Climate data for Sensuntepeque, Cabañas (El Salvador)
| Month | Jan | Feb | Mar | Apr | May | Jun | Jul | Aug | Sep | Oct | Nov | Dec | Year |
| Mean daily maximum °C (°F) | 30.3 (86.5) | 30.1 (86.2) | 32 (90) | 32.2 (90.0) | 30.8 (87.4) | 29.5 (85.1) | 30.1 (86.2) | 30 (86) | 29 (84) | 29.1 (84.4) | 29.0 (84.2) | 29.5 (85.1) | 32.2 (90.0) |
| Daily mean °C (°F) | 22.2 (72.0) | 22.8 (73.0) | 23.8 (74.8) | 24.5 (76.1) | 24.2 (75.6) | 23.3 (73.9) | 23.3 (73.9) | 23.2 (73.8) | 22.8 (73.0) | 22.8 (73.0) | 22.4 (72.3) | 22.0 (71.6) | 22 (72) |
| Mean daily minimum °C (°F) | 16.3 (61.3) | 16.8 (62.2) | 17.7 (63.9) | 19 (66) | 20.0 (68.0) | 19.60 (67.28) | 19.10 (66.38) | 19.3 (66.7) | 19.4 (66.9) | 19.00 (66.20) | 17.90 (64.22) | 16.90 (62.42) | 16.90 (62.42) |
Source:

==Festival==
The most popular festival is the Santa Barbara festival which is held on the 4 December every year. On this occasion, a fair is also held when the commerce activity is at its peak.

===Municipalities===
1. Cabañas Este
2. Cabañas Oeste

==Districts==

1. Cinquera
2. Dolores
3. Guacotecti
4. Ilobasco
5. Jutiapa
6. San Isidro
7. Sensuntepeque
8. Tejutepeque
9. Victoria

==Demography==
Cabañas Department has an area of 1103.51 km2, of which 1099.91 km2 is rural and 3.60 km2 is urban.

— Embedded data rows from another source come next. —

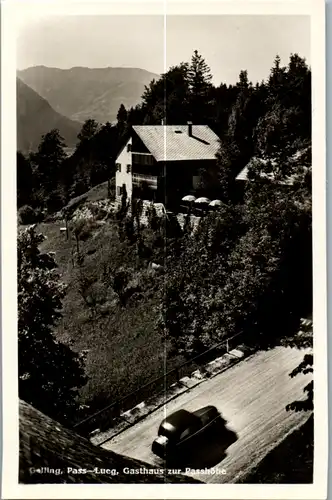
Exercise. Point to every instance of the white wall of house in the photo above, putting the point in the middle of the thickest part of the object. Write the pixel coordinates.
(123, 174)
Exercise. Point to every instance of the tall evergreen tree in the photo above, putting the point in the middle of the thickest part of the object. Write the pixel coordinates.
(88, 130)
(199, 78)
(24, 180)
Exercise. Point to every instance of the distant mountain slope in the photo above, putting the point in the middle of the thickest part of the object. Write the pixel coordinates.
(81, 93)
(36, 117)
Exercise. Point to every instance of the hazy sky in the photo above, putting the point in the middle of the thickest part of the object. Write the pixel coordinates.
(228, 43)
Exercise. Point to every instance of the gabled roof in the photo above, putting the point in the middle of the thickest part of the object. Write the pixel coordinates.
(173, 143)
(288, 180)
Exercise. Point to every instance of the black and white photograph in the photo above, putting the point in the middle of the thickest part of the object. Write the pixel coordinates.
(169, 327)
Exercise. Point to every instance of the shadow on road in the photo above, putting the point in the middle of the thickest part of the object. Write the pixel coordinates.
(206, 449)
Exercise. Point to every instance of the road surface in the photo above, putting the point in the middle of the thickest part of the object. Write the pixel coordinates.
(251, 397)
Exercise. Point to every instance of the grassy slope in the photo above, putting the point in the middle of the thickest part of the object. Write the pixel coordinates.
(125, 352)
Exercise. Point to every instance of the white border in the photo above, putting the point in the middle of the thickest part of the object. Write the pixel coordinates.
(12, 13)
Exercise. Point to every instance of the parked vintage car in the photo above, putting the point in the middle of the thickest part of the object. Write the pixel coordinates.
(181, 429)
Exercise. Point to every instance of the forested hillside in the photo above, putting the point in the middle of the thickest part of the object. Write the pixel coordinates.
(247, 269)
(36, 117)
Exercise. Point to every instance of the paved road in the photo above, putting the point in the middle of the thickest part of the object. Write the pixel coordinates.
(251, 397)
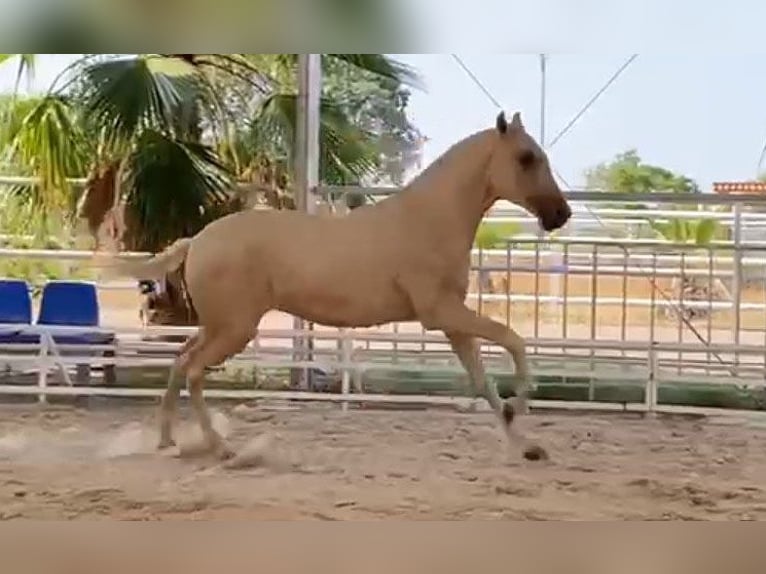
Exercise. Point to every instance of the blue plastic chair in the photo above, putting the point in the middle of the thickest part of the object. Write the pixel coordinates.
(72, 304)
(15, 308)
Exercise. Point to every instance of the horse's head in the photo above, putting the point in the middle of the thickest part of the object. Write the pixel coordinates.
(519, 172)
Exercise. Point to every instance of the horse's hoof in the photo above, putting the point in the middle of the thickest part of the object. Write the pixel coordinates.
(508, 413)
(535, 453)
(224, 453)
(165, 444)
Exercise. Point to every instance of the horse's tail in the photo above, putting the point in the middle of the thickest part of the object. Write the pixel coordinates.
(155, 267)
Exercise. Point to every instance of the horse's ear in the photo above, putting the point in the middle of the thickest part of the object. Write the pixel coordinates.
(516, 122)
(502, 123)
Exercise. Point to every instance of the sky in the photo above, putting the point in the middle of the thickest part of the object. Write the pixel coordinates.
(700, 114)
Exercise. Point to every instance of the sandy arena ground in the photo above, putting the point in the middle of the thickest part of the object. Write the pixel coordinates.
(321, 463)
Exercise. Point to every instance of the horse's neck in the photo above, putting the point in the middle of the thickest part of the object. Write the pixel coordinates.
(452, 194)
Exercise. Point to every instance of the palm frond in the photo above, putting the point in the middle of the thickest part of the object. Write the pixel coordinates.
(173, 189)
(127, 95)
(346, 151)
(48, 143)
(384, 67)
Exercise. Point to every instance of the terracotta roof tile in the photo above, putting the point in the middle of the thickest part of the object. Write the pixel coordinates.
(726, 187)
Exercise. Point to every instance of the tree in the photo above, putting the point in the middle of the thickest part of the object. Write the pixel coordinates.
(628, 174)
(163, 138)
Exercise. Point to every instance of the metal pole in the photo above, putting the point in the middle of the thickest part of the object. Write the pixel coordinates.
(543, 62)
(554, 284)
(307, 170)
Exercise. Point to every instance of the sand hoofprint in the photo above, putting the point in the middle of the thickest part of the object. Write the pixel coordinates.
(320, 463)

It has a population of 149,326 inhabitants (70,204 men and 79,122 women) of which 66.7% live in rural areas. Of the 149,326 inhabitants, 23,331 are white people, 124,748 are mestizos, 467 are black people, with indigenous Lenca and Kakawira minorities. The population growth rate is 0.26% per year, the mortality rate is 5.7 per thousand and the fertility rate is 2.8 children per woman. According to the UNDP, the department has the lowest score on the Human Development Index.

==Economy==
With more than 55 percent of the population being impoverished, the department ranks second in the country for poverty. Cabañas Department is mainly involved in agricultural production, producing basic grains, coffee, sugar cane, indigo, grass, sesame, and is dedicated to raising cattle, pigs, horses, asses, mules and goats. The pottery industry also employs some people as does the gold, silver and copper mining industry. The population of the city of Ilobasco are noted for their arts and crafts. Historically, the Department has also had lime and cheese factories, as well as distilleries.

==Health care==
Pan American Health Organization in association with the El Salvador Ministry of Health has collaborated on a health project in the Department of Cabañas on a demonstration project for continuous quality improvement of delivery of cervical cancer prevention services among women in the age group of 35 to 59 years.

==Culture==
The annual fair, on December 4, is the most important day of the year in the Department where people gather in Sensuntepeque to celebrate their patron saints day, Santa Barbara.